Benchmarking kaffe (Was: Re: SPECjvm98)

Tue Mar 26 05:07:32 PST 2002

On Mon, 25 Mar 2002, Dalibor Topic wrote:
> I agree that environments don't matter as long one is comparing the results to 
> one's earlier runs. I doubt that comparing one's results with those of others 
> will lead to anything beyond wild speculation.

If you think environments don't matter, then you're not agreeing with me
;) The bare minimum for the benchmarks to be useful is that we should know
the environment used. Let it be stressed that I thought of this more in
terms of "recommendation" than "requirement", ie. "The benchmarks would be
most useful if produced using such and such compiler and library such and
such, but if you prefer something else, state so with the benchmark
results". To put it in crude terms, this could for example prevent people
from re-implementing an optimization already provided in some compiler; or
conversely, breaking some compiler-based optimization.

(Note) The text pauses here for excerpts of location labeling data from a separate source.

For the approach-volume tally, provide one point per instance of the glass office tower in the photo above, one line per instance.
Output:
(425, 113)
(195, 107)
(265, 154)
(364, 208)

> Sticking to a standard environment would just limit the number of
> people able to contribute results.

That's one of the things I'm afraid of. The last thing we want is people
upgrading their compiler/libraries on the run, and forgetting to mention
it in the benchmarks, leading to everybody think they've broken something
terribly, or found a new optimization. While certainly we can't, and
shouldn't, stop people from providing any benchmarks they feel they
should, there's no particular advantage to having a high number of people
contributing them. A couple of motivated people would be sufficient; and
if they're not interested enough to set up a separate toolchain to ensure
all the benchmarks are built with the same environment, I'd rather not
rely on the data they provide for anything significant.

> What kind of contribution process would be suitable for such an
> effort? Emails to a specific mailing list? Web forms?

Well, I was most initially thinking of having both a gnuplot graph of the
development of the benchmark performance over time, as well as a textual
log of the specific results. In the most simplest case, this would only
require an e-mail notification of the location of the graphs to this list,
and the URL could then be added to the official web-page if deemed
useful/reliable enough. If enough data is provided, it might be worth it
just to write a script on the web-site machine, that would gather the
benchmark logs and collate combined graphs from them.

But, as implied, if we're aiming for just "any benchmark", for posterity
and some pretend-comparisions between system perfomances, then all bets
are off, and we should probably have some sort of web-form for users to
input in that "Herez the rezultz I gotz from running my own
number-calculation benchmark, calculating how many numbers there are from
1 to 1000 while playing Doom in another Window. This is OBIVIOUSLY what
everybody else will be doing with the VM's, so I think this counts. I'm
not sure I even have a compiler." ;)

 -Jukka Santala